Peanut Butter Wolf

w/Sharpshooters, Cherrywine

Fri March 28, Chop Suey, $10 adv.

Had things worked out right for Bay Area DJ Peanut Butter Wolf in the early '90s, he would have played a more visible role in the establishment of what is often called Left Coast hiphop. He should have been as celebrated as DJ Shadow, Del Tha Funkee Homosapien, or Dan the Automator--his record with rapper Charizma is as important to the region's hiphop identity as Endtroducing..., 93 'til Infinity, and Dr. Octagonecologyst. But that never happened because Wolf and Charizma's record was never released by Disney's hiphop label, the now defunct Hollywood Basics Records; and because soon after they left the troubled label over creative differences, 19-year-old Charizma was shot dead in a robbery.

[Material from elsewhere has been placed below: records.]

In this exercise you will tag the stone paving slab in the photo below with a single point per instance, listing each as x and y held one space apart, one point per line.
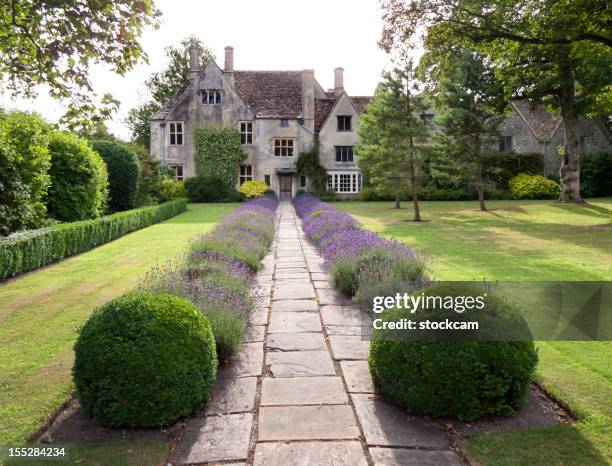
247 363
349 453
294 292
307 423
349 347
299 363
413 457
292 322
357 376
215 438
387 425
343 315
296 342
333 297
254 333
303 391
295 305
233 396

The death of Charizma represented a defining moment in Wolf's hiphop career in the same way that DJ Scott La Rock's death defined KRS-One's career, or the death of KMD's DJ Subroc defined the career of Zev Love X (who is now called MF Doom). In fact, the fates of PB Wolf and MF Doom are eerily similar. Both were on the verge of becoming part of the third and most brilliant wave of hiphop, which started in 1993 (with Wu-Tang Clan's Enter the Wu-Tang as its border mark) and ended in 1997 (with Wu-Tang Clan's Triumph as its border mark); both had their projects shelved by a major record label; both lost an important partner in 1993; and finally, both are now Geists, spirits, and symbolic figures of the latest wave of hiphop--which has been banished to the independent realm of the underground since 1998.

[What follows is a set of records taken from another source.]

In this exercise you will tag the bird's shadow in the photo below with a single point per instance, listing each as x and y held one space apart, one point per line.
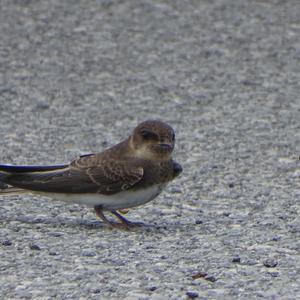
89 224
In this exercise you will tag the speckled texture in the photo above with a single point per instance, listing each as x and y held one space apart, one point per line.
77 76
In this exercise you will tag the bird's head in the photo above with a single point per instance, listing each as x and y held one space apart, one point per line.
153 140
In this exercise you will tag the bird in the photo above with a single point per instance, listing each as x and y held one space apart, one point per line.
130 173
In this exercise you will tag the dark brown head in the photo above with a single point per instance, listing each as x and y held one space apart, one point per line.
153 140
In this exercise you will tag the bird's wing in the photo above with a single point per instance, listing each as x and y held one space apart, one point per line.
88 174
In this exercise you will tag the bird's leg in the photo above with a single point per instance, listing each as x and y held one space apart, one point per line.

Mid last year, MF Doom began working with Madlib on a CD that will be released this year by Stones Throw Records--a label that was founded in 1998 by Wolf, who had then decided to focus less on production than the promotion of hiphop artists he admired. Stones Throw Records has released numerous 12-inches and CDs, the best of which are Rasco's Time Waits for No Man (1998), which produced a hit, "Unassisted"; Lootpack's Soundpieces: Da Antidote (1999); Wolf's My Vinyl Weighs a Ton (1999); Quasimoto's The Unseen (2000); and Wolf's compilation of the label's often hard-to-find seven-inch singles, Jukebox 45's (2002). The last four releases must first be described as academic, as their sample-heavy material reflects the size of the DJ/producers' record collections and their knowledge of vinyl.

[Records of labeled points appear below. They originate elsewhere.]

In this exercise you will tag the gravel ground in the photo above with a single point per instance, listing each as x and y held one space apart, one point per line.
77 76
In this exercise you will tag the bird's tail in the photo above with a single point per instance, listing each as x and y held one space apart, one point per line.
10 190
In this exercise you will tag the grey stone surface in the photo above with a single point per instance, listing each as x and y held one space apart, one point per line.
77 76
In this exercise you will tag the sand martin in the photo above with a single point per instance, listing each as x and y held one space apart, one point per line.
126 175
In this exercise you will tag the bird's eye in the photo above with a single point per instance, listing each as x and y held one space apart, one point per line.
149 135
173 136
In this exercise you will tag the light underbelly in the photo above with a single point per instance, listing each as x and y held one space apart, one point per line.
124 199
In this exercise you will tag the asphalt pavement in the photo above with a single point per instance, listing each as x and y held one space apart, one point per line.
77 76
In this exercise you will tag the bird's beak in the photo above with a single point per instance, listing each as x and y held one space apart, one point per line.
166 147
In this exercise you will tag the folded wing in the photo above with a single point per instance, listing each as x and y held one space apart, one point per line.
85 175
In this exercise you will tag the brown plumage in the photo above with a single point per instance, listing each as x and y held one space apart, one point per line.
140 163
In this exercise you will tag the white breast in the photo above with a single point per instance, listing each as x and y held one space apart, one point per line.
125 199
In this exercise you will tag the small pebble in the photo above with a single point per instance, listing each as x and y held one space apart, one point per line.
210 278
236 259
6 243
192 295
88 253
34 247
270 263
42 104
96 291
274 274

In this respect, PB Wolf's label is not so much a commercial enterprise as a research institute. He and his label's main artist, Madlib--the producer behind Lootpack, Quasimoto, and Yesterdays New Quintet--are hardcore researchers. They chronically search for and collect rare records, order and store them in their basements, and share the best of what they find in songs or on mixed compilations, such as Madlib's Blunted in the Bomb Shelter Mix (2002), which contains no less than 45 reggae and dub classics, and Wolf's recent Badmeaningood Vol. 3, which has a variety of tracks that, for a hiphop DJ, are both unexpected (Human League, Iron Butterfly, Michael White) and expected (Grandmaster Flash, Cold Crush Brothers, the 45 King).

At one of the numerous high points of Badmeaningood Vol. 3, Wolf displays his selective genius on the turntables by mixing Prince Far I's jazzlike, dreamy but dead-serious dub/art "Black Man Land" with the Jungle Brothers' pragmatic but playful "I'm Gonna Do You." The dissimilar tracks (in terms of themes, recording histories, geographies, sonic structures) find their impossible meeting point in the heady imagination of the DJ. "I think I'd like people to appreciate the similarities between different music and different eras," he says in the compilation's liner notes. "To me, hiphop is always about digging up stuff people haven't heard and exposing it to them."

The penultimate track on Badmeaningood Vol. 3, "My World Premiere," by Charizma and Wolf, was produced in the early '90s and released as a 12-inch in 1996 to inaugurate Stones Throw Records. It's wonderful for two reasons: because its influences are easily recognizable (for Wolf's beat it's Marley Marl; for Charizma's rap it's Marley Marl's rapper/protégé MC Shan), and because it captures the enormous (if not delirious) creative potential that once existed between the fallen rapper and his surviving DJ.